Simplified Answers – What is Spark Streaming ?
- Spark Streaming is Sparks module for applications such are benefits from data as soon as it lands/arrives from various sources. E.g. page view in real time, train a machine learning model, automatically detect anomalies.
- Developer can use a API which is very similar to batch jobs, also we can reuse the same API skills and code bases.
- Spark Streaming provides an abstractions called DStream(discretized streams). DStream is a sequence of data arriving over a certain/stipulated time. Each DStream is representation of a sequence of RDDs arriving at each time, hence the name discretized.
- DStreams can be created from various input sources like Flume, Kafka, HDFS, S3. Once the DStreams are built it will provide two types of operations. Transformations which yield a new DStreams and Output Operations which write data to an external system.

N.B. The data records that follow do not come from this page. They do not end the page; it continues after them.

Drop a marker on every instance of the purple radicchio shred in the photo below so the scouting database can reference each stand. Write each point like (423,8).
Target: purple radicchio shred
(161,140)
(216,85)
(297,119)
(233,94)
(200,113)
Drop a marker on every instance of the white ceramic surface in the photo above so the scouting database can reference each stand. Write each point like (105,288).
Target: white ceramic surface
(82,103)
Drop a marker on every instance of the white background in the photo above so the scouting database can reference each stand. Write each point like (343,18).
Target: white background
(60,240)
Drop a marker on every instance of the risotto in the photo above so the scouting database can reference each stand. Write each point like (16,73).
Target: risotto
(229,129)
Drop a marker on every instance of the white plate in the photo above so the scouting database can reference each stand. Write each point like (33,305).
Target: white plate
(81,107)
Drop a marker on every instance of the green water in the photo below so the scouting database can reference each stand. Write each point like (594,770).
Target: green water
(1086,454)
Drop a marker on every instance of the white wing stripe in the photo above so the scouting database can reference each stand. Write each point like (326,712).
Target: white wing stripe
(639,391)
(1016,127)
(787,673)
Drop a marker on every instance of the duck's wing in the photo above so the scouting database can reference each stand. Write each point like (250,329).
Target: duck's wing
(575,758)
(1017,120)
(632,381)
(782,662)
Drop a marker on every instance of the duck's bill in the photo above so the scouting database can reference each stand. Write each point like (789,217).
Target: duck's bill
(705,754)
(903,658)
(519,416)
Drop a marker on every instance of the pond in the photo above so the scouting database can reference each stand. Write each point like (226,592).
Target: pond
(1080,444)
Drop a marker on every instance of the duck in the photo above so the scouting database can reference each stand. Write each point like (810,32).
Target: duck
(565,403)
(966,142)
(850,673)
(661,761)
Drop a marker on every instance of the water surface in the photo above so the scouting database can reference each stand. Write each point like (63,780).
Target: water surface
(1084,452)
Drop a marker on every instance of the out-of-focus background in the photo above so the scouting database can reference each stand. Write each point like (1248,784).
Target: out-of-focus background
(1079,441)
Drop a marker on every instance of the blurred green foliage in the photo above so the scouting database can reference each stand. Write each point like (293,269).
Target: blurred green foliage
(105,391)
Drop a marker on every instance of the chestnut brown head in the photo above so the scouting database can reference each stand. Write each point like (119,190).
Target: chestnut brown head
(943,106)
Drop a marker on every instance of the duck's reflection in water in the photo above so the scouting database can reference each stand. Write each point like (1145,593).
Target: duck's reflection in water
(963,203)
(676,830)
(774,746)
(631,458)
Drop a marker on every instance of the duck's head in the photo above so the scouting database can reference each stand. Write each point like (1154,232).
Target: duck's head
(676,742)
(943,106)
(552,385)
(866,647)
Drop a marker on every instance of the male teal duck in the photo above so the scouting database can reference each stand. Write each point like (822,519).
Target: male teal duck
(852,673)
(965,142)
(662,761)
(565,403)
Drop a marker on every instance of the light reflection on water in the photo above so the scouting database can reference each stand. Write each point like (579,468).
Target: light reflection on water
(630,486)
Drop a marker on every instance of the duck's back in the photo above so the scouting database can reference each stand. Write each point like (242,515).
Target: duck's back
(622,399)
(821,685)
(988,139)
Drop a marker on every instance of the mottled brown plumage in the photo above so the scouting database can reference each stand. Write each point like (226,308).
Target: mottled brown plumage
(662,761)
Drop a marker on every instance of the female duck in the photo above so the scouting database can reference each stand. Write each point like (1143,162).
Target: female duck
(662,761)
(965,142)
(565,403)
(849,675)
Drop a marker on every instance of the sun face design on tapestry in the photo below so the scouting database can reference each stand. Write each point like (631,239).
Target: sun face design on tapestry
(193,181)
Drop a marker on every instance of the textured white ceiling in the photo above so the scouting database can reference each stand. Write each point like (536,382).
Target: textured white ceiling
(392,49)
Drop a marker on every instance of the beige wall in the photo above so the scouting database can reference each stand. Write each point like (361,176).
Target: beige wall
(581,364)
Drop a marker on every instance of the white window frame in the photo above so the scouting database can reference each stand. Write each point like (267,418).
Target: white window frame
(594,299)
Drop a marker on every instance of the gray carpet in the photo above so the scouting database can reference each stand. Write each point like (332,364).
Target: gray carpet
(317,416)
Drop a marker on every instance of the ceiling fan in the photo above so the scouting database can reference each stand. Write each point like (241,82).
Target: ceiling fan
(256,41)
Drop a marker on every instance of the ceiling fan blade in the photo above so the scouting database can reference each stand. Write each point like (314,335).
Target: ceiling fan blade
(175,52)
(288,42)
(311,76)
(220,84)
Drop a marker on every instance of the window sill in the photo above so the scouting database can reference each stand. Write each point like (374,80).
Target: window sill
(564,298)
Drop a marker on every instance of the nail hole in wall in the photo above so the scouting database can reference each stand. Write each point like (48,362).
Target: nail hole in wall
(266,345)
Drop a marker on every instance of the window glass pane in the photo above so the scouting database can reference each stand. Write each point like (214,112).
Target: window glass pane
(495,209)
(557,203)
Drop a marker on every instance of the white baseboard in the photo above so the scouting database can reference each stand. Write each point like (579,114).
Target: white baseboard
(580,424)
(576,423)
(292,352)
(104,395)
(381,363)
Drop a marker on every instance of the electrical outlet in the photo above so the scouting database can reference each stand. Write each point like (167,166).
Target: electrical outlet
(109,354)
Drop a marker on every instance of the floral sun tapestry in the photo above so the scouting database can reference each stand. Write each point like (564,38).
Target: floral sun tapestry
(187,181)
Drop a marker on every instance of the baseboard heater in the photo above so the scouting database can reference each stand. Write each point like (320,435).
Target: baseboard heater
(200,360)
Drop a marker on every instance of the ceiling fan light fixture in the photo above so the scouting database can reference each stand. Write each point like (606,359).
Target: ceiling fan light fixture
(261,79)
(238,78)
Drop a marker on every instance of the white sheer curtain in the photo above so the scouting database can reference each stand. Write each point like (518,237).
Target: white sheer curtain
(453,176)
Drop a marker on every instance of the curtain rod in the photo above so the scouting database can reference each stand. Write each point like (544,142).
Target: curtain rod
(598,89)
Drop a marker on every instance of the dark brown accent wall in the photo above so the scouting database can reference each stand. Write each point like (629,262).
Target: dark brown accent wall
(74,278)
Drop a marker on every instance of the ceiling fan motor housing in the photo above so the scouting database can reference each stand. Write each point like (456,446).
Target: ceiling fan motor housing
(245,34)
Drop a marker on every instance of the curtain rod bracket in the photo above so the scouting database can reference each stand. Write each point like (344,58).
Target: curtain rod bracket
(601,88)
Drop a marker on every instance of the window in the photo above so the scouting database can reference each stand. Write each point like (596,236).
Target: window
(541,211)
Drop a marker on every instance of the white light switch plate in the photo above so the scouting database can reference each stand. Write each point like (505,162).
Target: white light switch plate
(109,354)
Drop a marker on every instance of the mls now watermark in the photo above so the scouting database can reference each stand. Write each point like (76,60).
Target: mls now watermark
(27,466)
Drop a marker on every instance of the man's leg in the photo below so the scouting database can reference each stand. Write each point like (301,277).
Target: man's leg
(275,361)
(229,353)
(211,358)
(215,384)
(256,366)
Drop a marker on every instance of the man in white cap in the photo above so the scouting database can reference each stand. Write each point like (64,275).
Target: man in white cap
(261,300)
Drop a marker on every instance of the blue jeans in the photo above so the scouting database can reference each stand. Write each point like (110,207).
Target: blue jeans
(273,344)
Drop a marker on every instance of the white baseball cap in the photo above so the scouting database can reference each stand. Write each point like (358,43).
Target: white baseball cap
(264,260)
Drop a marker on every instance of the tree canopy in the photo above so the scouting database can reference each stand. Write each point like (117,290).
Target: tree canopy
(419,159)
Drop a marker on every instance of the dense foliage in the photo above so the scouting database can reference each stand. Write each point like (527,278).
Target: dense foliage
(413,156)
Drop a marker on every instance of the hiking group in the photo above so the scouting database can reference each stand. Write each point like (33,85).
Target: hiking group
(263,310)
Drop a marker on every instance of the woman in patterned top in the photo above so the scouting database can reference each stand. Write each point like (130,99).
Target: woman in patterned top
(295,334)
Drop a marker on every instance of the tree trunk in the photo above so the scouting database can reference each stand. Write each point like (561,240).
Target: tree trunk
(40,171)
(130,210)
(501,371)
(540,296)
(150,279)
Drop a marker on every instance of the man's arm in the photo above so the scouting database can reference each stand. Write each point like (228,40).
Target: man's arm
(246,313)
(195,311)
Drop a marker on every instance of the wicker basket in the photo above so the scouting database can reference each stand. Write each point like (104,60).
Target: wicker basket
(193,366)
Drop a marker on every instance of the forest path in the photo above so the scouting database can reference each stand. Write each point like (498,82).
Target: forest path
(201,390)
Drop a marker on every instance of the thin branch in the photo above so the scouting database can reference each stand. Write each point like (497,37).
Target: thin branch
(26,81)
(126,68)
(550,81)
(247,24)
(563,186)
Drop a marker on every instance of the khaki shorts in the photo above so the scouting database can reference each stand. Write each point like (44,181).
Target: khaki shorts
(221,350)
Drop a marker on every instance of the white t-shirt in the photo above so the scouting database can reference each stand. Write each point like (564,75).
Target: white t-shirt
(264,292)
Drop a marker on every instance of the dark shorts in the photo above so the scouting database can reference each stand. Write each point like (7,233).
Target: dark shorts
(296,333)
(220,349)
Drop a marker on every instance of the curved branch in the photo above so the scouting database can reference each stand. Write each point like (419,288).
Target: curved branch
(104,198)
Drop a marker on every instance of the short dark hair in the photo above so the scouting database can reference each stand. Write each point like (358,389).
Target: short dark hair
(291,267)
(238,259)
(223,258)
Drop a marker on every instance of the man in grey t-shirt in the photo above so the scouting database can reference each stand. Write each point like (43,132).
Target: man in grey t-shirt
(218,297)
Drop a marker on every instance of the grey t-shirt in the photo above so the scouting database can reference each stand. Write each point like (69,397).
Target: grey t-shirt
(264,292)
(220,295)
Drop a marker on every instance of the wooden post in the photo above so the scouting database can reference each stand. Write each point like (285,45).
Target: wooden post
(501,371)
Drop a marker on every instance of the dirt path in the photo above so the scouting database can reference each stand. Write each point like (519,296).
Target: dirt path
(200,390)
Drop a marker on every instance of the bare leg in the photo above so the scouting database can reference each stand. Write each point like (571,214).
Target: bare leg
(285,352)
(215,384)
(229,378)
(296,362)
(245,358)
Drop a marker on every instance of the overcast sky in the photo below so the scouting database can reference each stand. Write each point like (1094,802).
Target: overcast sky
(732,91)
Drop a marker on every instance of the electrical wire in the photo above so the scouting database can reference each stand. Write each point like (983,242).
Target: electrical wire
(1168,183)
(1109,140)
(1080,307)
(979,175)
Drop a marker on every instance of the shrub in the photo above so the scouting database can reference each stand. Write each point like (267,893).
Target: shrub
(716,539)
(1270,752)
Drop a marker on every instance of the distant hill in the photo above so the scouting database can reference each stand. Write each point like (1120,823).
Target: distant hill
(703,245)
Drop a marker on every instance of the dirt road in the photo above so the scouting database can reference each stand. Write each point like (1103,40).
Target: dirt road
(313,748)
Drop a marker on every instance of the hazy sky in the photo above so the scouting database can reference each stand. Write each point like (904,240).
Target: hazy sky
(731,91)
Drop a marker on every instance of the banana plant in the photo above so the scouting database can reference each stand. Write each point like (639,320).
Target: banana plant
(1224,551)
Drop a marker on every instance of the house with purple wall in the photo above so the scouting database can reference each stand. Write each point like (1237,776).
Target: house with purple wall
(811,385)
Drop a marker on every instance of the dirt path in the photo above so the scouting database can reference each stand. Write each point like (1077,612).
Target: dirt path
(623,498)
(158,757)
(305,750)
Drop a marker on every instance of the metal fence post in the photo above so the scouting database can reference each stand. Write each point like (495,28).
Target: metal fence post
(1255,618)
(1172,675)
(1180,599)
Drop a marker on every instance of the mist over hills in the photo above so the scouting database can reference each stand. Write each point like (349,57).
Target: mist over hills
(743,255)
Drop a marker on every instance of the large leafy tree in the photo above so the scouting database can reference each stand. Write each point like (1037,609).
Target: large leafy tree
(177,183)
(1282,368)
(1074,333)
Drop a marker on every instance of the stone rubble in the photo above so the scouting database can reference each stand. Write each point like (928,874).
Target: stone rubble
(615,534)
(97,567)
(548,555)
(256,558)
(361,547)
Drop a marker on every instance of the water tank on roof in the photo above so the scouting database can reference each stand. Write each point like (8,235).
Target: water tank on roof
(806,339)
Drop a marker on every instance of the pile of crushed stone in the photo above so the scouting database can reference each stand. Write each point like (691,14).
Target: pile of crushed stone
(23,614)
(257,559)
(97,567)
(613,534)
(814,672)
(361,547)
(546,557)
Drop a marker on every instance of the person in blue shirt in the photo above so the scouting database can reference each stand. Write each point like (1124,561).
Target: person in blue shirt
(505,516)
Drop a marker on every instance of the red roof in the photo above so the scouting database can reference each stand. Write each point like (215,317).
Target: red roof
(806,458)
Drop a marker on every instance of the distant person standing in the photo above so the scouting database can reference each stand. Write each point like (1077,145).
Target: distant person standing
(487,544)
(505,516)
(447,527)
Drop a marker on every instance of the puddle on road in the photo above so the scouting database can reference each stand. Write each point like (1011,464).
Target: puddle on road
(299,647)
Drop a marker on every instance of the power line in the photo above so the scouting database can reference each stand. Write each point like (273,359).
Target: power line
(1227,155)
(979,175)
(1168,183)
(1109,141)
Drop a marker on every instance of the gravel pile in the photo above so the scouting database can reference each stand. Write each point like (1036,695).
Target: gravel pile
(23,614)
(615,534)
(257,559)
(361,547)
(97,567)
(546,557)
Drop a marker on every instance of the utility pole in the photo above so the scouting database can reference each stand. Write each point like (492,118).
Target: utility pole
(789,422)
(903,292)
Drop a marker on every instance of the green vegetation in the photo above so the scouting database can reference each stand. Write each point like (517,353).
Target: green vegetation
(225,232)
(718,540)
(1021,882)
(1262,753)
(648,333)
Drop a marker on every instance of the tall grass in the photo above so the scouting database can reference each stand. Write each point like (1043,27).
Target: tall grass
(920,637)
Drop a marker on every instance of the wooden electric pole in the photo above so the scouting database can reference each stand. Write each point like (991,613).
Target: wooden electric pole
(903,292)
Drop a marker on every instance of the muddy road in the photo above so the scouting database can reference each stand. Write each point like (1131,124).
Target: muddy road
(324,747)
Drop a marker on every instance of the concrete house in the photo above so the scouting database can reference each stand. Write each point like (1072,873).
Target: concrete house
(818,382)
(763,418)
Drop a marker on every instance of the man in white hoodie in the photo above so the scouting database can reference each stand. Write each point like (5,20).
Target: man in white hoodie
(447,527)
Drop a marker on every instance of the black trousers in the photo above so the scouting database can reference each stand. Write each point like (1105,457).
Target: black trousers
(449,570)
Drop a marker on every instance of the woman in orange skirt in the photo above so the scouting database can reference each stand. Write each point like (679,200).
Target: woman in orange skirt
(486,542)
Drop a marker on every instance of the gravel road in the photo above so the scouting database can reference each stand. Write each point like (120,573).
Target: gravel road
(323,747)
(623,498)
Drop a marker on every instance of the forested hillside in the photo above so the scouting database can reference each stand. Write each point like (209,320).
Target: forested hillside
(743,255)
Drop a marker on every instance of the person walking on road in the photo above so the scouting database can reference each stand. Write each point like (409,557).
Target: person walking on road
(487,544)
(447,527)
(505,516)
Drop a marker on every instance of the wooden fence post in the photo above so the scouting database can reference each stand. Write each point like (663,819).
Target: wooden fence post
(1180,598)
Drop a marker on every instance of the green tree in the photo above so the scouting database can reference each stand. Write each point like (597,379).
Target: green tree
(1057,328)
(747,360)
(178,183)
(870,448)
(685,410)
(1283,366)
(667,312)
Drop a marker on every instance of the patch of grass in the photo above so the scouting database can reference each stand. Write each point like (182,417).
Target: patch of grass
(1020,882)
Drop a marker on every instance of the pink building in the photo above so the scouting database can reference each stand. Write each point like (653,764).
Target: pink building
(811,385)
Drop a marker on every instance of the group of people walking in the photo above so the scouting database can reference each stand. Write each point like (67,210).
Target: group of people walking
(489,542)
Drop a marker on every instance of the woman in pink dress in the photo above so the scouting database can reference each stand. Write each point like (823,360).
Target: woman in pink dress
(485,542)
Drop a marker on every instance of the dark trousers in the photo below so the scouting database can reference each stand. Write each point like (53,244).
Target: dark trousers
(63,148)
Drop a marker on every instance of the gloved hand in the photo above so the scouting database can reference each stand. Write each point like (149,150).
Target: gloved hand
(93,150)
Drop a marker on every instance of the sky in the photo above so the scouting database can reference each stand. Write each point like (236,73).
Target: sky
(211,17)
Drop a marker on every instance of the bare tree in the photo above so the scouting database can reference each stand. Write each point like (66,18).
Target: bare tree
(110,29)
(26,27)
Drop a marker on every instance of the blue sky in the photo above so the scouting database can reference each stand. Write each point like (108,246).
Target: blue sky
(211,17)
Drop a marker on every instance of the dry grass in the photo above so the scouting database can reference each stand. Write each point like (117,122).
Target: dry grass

- DStreams provide maximum of the same operations which are available on RDDs and additionally it provides operations related to time called sliding windows.
- CheckPointing is the main and vital mechanism of Spark Streaming which helps to operate and act on the data by 24/7.
- SparkStreaming programs are best run as a standalone applications built using Maven or SBT(simple build tool).
- StreamingContext is the main entry point for SparkStreaming functionality with the SparkContext used to process the data. It can be started only once, hence we must start after setting up all the DStreams and Output Operations.
- Spark Streaming uses a micro-batch architecture where the streaming computation is treated as a continuous series of batch computation on small batches of data.
- It receives data from various sources and groups it into small batches, and new batches are created at regular time intervals.
- The size of the time intervals is determined by a parameters called the batch intervals and it will typically between 500 milliseconds to several seconds.
- In the SparkStreaming transformations can be one of the two types on DStreams called either stateless or state full. In stateless transformations the processing of each batch does not depends on the data of its previous batches. E.g. map(), filter(), flatMap(). In state full transformations it uses data or intermediate results from previous batches to compute the results of the current batches. E.g. sliding windows, updateStateByKey(), window().
- In general the minimum batch size of Spark Streaming is 500 milliseconds.
- A common way to reduce the processing time of batches is to increase the Parallelism. There are three ways – By Increasing the number of receivers, Explicitly repartitioning received data, Increasing Parallelism in aggregations.
- Enable the Java’s concurrent Mark-Sweep Garbage Collector to minimize unpredictably large pauses.
To conclude Spark Streaming helps developers to build scalable fault-tolerant streaming applications easily by using real time APIs.